There’s good news for Puttenham Common, one of Surrey’s most important areas for nature, with a 180-hectare variety of habitats including lowland heathland, dry acid grassland, boggy mires, lowland mixed deciduous woodland and wood pasture.

Wildlife that depends on healthy, connected lowland heathland includes Nightjars, Woodlarks, Nightingales, Silver Studded Blue and Small Heath butterflies, Sand lizards, Serotine Bats, Smooth Cat’s-ear, Shepherd’s Cress, Bog Pimpernel and Bottle Sedge.

Space4Nature, the trailblazing habitat mapping project led by Surrey Wildlife Trust and University of Surrey, is to team up with the Hampton Estate, which owns the common. 

Together they are developing a new method for assessing some of Surrey’s most important habitats, including heathland on Puttenham Common.

Working in partnership, and at scale, is the best way to reverse the loss of biodiversity.

Hampton Estate, which has kept Puttenham Common open for public enjoyment since 1968, has launched a 100-year vision for the restoration of its precious habitats, with an emphasis on creating additional lowland heathland and wood pasture. 

The abandonment of grazing on Puttenham Common since the 1940s turned the area from a largely open landscape of heathland, grassland and wetlands into a more wooded site. 

Trees and scrub have grown where there once was open heathland, acid grassland, wetland, bog and mire habitats. 

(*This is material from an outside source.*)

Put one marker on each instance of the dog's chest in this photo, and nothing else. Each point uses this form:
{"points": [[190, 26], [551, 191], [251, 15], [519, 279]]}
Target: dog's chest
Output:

These heathland habitats on the common would have existed since time immemorial, created through prehistoric forest clearances and then maintained through the ancient exercise of commoners’ rights to graze animals, cut peat and take firewood.

Restoration involved clearing scrub and bracken to create space for heather to colonise. It also included the reintroduction of cattle grazing on the common, using NoFence collar technology, where a virtual boundary for animals is set on a mobile phone app. The cows wear collars that keep them in the “compartment” via an audio warning system.

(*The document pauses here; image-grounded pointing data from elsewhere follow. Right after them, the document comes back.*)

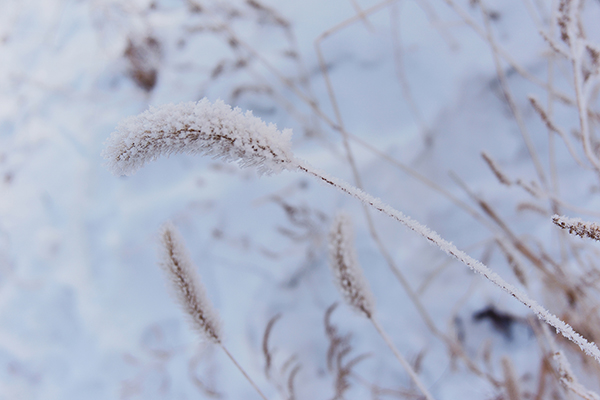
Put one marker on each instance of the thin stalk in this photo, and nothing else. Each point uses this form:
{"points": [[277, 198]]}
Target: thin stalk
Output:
{"points": [[566, 330], [411, 372], [242, 371]]}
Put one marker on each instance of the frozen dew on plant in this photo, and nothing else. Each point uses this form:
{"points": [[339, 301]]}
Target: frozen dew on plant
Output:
{"points": [[201, 127]]}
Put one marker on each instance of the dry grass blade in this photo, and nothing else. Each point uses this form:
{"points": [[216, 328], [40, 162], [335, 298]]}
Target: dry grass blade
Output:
{"points": [[347, 273], [186, 285], [266, 352], [577, 226]]}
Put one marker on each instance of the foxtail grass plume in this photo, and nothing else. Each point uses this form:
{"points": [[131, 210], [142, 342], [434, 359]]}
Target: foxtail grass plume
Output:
{"points": [[346, 271], [186, 285], [198, 128]]}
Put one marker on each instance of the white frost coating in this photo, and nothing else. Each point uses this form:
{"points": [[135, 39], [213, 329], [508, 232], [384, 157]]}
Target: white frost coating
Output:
{"points": [[346, 271], [561, 327], [577, 226], [198, 128]]}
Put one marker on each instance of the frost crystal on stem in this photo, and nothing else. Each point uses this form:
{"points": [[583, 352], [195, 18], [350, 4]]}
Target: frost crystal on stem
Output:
{"points": [[186, 285], [346, 271], [577, 226], [198, 128]]}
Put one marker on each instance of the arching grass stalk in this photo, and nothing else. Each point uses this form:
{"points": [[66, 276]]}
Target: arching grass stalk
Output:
{"points": [[218, 130]]}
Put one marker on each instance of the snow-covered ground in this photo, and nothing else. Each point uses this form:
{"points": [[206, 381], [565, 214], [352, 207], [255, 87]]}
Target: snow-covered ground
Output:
{"points": [[84, 309]]}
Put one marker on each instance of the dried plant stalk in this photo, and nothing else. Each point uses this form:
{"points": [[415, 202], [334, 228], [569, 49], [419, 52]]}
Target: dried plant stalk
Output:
{"points": [[350, 281], [346, 271], [219, 131], [213, 129], [576, 226], [569, 380], [190, 293], [501, 176], [186, 285]]}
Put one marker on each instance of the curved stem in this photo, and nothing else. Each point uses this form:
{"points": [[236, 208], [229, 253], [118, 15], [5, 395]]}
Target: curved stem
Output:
{"points": [[565, 329]]}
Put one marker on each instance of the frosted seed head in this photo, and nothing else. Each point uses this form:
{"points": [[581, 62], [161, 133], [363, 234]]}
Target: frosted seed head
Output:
{"points": [[347, 274], [186, 285], [201, 127]]}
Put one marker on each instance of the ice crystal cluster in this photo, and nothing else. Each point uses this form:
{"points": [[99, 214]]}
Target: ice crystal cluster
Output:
{"points": [[346, 270], [201, 127], [186, 285]]}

Scrub clearance to “re-wet” the boggy mires will promote greater biodiversity and create wildfire barriers to increase climate resilience in the area.

Hampton Estate’s nature-based solutions manager Molly Biddell said: “Puttenham Common is a nationally-significant nature hot spot and we have an opportunity to make it even more valuable for nature and, of course, for people too. 

“The more we can understand the precious habitat and species of Puttenham Common, the better, so it makes sense to team up with Space4Nature and become part of a county-wide effort to map, categorise and join up habitats. 

“We are delighted to be involved in this exciting project.”

Space4Nature will use teams of volunteers using a special app to assess and record which plants, animals and specific types of habitat exist on specific areas of the common. 

These results will then help design special Artificial Intelligence software that matches habitats with other similar habitats identified on Earth observation satellite images. 

In this way, large-scale plans can be developed to create, protect or connect Surrey’s habitats in a way that works best for wildlife.

Over time, Space4Nature’s new habitat-mapping technology will help the team at Hampton Estate monitor the progress and impact of their plans.

Space4Nature project manager Andrew Jamieson said: “Puttenham Common’s mosaic of rare heathland makes it vitally important nature hot spot, not just in Surrey but nationally. 

“And with lowland heathland now globally rarer than rainforest, the Hampton Estate team is right to put the restoration of this habitat at the top of its to-do list. 

“We’ll be using this terrain to both test our evolving Artificial Intelligence capabilities and inform a cast-iron conservation plan that maximises biodiversity and ensures rare wildlife has access to the habitats it needs to feed, travel and reproduce safely.”